Other analysts agreed. Schroders' Zangana said the bank could wait until March before it starts to purchase sovereign bonds, and the Centre for Economics and Business Research's (CEBR) economist Danae Kyriakopoulou said that although the inflation data "undoubtedly raises the pressure on the ECB to act…Given that the ECB has for so long resisted QE, there may be little hope in expecting action now."

Tale of two halves

Although ECB President Mario Draghi has reiterated several times that the central bank is "willing to do whatever it takes" to protect the euro zone from collapse, a full-scale QE program would be a last resort.
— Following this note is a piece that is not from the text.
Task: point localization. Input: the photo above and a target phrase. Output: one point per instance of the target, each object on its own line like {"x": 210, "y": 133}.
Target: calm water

Indeed, the ECB has launched a slew of other measures in an effort to calm market nerves over the region's future in the last few years – from the promise of Outright Monetary Transactions (OMT) to the latest move, the purchase of asset-backed securities and covered bonds.

Read MoreEuropean Central Bank is 'out of bullets': Analyst

As well as anaemic growth, the euro zone is also battling dangerously high unemployment in some countries like Greece and Italy, where around half of young people do not have a job.

In Germany, however, joblessness is not an issue; its unemployment rate fell to a record low, according to data published Wednesday.

It highlights the ECB's problem of administering stimulus programs in a two-speed Europe, and could be another reason that that the central holds fire – for now.